American clergyman and scholar (1734–1797)

Elizur Goodrich (October 20, 1734 – November 22, 1797) was an American clergyman and scholar.

==Early life==
Elizur Goodrich was born on October 20, 1734, in Wethersfield, Connecticut (now Rocky Hill). He graduated from Yale University in 1752. He later received a Doctor of Divinity from Princeton College in 1783.

==Career==
Goodrich was a tutor at Yale from 1755 to 1756. He was ordained a Congregational minister and moved to Durham. He remained a pastor until 1797.

Goodrich worked as a teacher and over 20 years taught more than 300 young men. He was associated as a delegate to conventions and synods in New York and Philadelphia from 1766 to 1777. He was an astronomer and studied eclipses. He published an account of the aurora borealis in 1780. He had a large library.

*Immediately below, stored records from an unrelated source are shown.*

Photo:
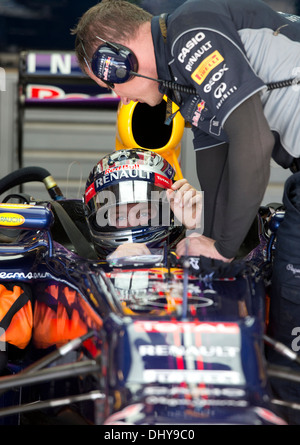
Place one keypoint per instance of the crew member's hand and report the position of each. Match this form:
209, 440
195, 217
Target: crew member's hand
196, 245
130, 249
186, 203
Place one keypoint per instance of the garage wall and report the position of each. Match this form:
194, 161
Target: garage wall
69, 142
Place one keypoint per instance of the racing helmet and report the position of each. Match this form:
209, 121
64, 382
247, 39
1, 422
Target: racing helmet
125, 201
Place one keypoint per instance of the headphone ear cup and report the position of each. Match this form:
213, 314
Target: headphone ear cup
114, 64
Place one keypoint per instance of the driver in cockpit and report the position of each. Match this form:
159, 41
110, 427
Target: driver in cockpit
133, 205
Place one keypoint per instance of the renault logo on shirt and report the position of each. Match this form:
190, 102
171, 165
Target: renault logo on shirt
205, 67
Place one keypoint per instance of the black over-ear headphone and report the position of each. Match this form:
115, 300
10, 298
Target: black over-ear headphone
114, 63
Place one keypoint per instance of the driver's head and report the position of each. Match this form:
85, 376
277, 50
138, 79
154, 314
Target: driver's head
125, 201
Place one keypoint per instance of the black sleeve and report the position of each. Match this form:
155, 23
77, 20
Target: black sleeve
234, 177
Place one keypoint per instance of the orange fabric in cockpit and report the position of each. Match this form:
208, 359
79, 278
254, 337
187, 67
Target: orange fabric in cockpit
61, 322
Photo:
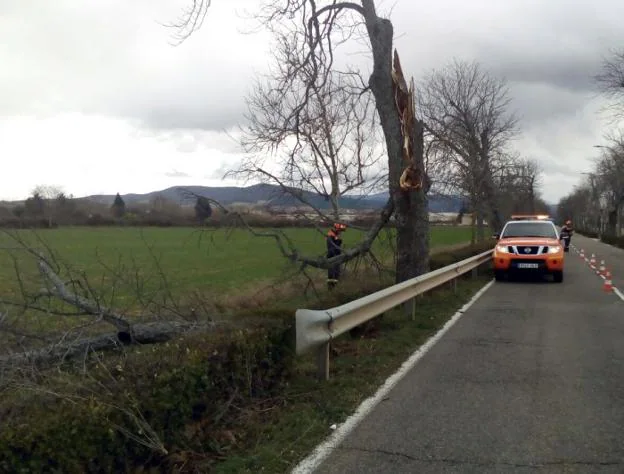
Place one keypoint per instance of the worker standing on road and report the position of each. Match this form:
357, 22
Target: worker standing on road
566, 234
334, 248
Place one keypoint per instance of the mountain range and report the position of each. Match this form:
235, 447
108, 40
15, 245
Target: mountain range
272, 195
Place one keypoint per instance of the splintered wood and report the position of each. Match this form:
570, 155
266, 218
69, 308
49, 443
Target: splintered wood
411, 178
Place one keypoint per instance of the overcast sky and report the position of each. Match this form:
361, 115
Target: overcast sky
95, 99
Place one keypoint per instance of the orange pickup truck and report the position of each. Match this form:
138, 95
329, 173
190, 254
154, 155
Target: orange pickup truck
528, 245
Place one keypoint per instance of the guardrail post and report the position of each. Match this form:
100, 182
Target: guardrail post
411, 309
322, 362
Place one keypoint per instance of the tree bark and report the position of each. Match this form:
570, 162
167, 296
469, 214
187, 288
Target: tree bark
411, 208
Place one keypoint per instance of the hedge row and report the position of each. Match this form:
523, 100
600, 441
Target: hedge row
194, 393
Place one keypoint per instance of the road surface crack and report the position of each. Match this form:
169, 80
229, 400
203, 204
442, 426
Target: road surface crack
477, 463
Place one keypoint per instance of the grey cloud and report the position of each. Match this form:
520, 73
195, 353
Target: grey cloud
177, 174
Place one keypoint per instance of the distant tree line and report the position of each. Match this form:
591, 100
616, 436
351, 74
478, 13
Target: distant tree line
49, 207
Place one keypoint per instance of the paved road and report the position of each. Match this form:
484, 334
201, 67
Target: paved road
530, 379
613, 256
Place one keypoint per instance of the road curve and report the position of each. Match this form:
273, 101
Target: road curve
530, 379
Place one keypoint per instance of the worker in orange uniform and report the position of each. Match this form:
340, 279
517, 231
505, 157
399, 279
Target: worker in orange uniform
566, 235
334, 248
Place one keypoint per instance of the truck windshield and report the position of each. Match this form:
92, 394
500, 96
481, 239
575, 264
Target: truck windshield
529, 229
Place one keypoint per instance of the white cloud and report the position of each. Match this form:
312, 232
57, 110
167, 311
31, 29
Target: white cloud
95, 154
94, 98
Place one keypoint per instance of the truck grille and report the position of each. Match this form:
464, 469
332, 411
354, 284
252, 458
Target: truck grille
528, 249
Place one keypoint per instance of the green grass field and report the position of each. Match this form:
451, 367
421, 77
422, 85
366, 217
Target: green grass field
213, 260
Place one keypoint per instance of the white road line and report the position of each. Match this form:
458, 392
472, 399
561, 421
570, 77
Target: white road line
322, 451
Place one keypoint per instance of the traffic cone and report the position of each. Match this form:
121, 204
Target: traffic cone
607, 285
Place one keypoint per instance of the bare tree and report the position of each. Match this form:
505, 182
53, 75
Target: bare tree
610, 80
598, 203
610, 174
332, 148
519, 185
465, 110
317, 23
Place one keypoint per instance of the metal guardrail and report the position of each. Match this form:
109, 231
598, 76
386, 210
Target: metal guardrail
316, 328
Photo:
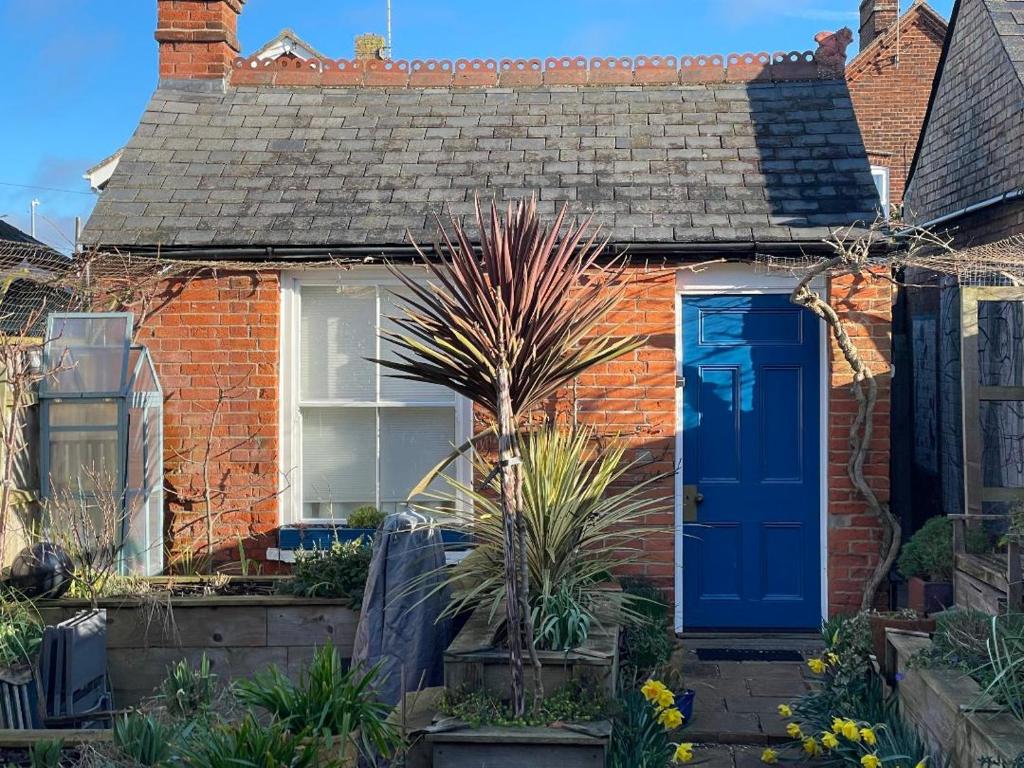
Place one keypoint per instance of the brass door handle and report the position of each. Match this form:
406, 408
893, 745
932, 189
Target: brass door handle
692, 498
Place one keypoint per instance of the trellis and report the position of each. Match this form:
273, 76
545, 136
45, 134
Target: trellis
990, 279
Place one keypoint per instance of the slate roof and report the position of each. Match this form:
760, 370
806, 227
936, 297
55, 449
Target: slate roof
660, 164
972, 145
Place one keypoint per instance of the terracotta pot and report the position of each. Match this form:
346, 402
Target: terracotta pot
929, 597
881, 622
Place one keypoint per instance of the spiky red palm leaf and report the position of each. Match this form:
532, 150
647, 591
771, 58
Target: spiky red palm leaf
529, 302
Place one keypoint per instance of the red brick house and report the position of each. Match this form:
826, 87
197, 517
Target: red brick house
266, 167
890, 80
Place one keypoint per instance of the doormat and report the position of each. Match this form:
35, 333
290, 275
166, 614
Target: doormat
738, 654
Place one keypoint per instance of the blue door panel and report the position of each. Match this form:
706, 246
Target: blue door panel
751, 443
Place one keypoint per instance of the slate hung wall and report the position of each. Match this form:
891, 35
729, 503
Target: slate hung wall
708, 171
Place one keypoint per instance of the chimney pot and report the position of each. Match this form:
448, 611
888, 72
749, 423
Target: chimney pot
198, 38
876, 18
370, 46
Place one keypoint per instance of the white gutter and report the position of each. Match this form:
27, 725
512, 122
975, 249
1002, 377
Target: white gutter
1012, 195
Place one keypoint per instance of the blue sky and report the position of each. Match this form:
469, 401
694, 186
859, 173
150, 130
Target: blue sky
84, 69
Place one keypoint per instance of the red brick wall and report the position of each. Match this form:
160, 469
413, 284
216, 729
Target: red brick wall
854, 535
220, 328
220, 334
890, 100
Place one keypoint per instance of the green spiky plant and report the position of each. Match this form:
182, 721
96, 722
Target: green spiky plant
583, 517
506, 324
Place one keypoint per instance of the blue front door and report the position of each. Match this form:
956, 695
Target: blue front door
751, 448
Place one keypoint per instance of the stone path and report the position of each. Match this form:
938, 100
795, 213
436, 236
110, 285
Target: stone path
737, 701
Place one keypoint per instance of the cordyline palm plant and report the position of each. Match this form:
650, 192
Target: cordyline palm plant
506, 325
584, 519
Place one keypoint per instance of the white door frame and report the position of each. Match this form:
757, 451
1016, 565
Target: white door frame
745, 279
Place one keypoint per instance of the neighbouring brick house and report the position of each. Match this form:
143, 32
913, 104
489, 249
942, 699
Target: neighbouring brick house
890, 80
240, 162
967, 181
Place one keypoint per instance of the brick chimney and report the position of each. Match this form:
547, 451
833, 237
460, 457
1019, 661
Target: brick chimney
876, 18
370, 46
198, 38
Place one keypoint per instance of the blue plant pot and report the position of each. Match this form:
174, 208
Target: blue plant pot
684, 702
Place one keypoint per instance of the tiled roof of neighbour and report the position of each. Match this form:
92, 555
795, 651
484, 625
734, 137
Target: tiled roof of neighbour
265, 165
1009, 18
972, 145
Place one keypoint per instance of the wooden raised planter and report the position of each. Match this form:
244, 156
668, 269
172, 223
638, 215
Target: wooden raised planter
508, 748
945, 707
982, 583
241, 635
475, 660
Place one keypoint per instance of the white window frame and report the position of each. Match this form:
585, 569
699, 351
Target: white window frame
290, 504
882, 172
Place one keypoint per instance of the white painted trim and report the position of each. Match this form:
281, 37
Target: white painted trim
750, 280
290, 500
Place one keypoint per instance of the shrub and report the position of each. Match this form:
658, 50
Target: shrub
326, 701
583, 520
561, 621
572, 702
143, 739
340, 570
20, 633
929, 553
367, 516
249, 743
1006, 663
186, 691
960, 642
647, 643
46, 754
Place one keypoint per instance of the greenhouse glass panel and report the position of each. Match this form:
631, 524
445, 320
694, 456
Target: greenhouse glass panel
90, 352
101, 425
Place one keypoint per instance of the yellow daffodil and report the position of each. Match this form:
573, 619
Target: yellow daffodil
683, 754
652, 689
665, 699
670, 719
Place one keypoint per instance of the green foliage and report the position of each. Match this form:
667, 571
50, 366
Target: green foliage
46, 754
929, 553
1006, 663
367, 516
340, 570
584, 516
638, 740
188, 691
20, 632
647, 644
569, 704
143, 739
848, 690
561, 621
326, 701
960, 642
249, 744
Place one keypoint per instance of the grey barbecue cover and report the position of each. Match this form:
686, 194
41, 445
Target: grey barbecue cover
398, 624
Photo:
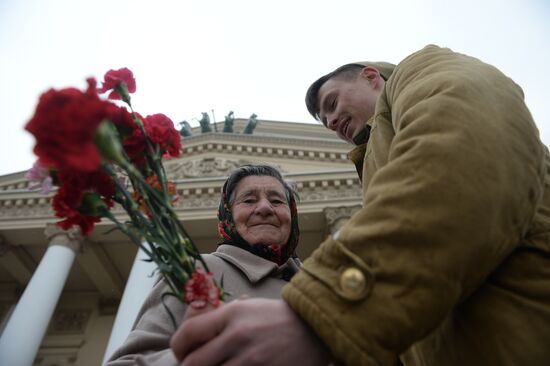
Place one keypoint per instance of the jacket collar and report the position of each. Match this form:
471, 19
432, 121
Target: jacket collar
255, 268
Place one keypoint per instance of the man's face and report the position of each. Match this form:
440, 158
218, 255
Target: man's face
346, 105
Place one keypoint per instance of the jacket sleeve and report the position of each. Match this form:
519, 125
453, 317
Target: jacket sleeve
148, 343
456, 193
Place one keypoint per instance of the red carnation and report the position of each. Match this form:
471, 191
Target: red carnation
161, 131
68, 200
200, 290
64, 126
113, 78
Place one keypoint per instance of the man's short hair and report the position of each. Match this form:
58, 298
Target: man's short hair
345, 72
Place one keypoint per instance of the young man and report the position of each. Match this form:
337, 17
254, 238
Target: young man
448, 261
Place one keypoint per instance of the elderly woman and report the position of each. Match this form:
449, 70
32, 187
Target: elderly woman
258, 223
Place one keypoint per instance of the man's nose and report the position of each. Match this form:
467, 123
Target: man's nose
332, 121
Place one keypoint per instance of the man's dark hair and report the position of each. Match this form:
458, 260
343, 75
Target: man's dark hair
346, 72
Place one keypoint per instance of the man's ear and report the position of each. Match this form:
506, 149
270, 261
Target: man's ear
372, 75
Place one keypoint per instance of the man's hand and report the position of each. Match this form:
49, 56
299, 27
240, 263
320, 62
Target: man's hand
247, 332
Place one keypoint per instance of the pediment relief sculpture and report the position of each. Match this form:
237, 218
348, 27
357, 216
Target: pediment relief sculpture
206, 167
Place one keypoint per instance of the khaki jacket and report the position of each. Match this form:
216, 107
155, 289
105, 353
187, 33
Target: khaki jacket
448, 261
243, 274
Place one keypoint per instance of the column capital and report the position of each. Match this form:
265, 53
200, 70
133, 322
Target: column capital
337, 216
71, 238
4, 247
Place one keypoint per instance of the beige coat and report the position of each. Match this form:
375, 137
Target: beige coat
243, 274
448, 261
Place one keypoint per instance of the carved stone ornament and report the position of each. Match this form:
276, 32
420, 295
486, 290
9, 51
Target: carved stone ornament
69, 321
207, 167
337, 216
71, 238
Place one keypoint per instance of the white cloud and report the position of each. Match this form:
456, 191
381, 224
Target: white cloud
244, 55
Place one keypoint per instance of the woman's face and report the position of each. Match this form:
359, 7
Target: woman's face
260, 211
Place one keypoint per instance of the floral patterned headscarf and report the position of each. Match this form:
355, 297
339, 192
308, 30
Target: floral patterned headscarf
226, 225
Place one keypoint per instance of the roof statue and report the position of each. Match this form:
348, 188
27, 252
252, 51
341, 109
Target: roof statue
228, 124
205, 123
251, 124
185, 129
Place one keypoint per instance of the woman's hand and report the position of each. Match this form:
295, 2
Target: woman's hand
247, 332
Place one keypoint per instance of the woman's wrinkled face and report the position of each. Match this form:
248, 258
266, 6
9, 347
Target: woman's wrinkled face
260, 211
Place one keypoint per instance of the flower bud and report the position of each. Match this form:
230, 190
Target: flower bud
108, 143
92, 205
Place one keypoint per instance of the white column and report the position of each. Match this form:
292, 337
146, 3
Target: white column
21, 339
137, 288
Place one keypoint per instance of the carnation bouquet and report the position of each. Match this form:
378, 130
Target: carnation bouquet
100, 152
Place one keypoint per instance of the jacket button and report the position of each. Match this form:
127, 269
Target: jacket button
353, 283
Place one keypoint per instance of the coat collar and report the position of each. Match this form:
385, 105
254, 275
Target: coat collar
254, 268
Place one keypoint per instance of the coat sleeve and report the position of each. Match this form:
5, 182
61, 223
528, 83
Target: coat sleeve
148, 343
460, 185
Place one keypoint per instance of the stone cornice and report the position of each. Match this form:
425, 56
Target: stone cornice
199, 198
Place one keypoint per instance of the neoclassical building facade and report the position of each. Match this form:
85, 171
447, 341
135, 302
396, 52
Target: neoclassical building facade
63, 292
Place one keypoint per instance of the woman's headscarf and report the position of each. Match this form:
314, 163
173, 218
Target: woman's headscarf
226, 225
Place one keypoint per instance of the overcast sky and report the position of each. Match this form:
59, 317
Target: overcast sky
249, 56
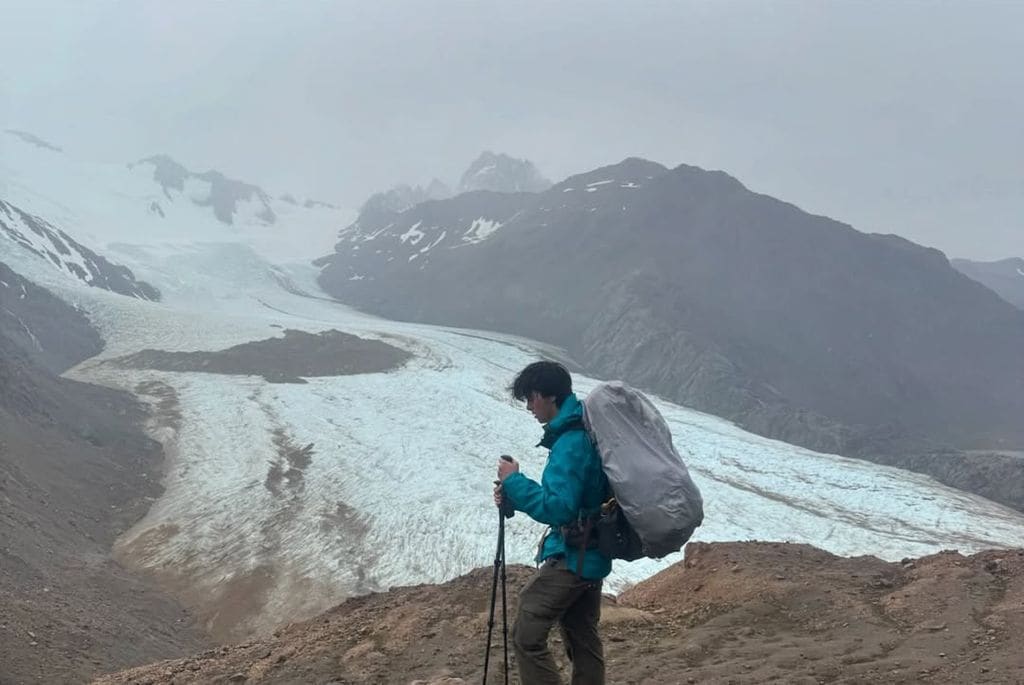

Goodrich was one time a candidate for Governor of Connecticut and in 1777 he was proposed as president of Yale, but Ezra Stiles was elected with a small majority. He was a Yale fellow from 1770 to 1797 and served on the prudential committee under the presidencies of Stiles and Timothy Dwight IV.

Goodrich published sermons and addresses from 1761 to 1790.

==Personal life==
Goodrich had two sons, Chauncey and Elizur. His grandson was Chauncey Allen Goodrich.

Goodrich died on November 22, 1797, in Norfolk.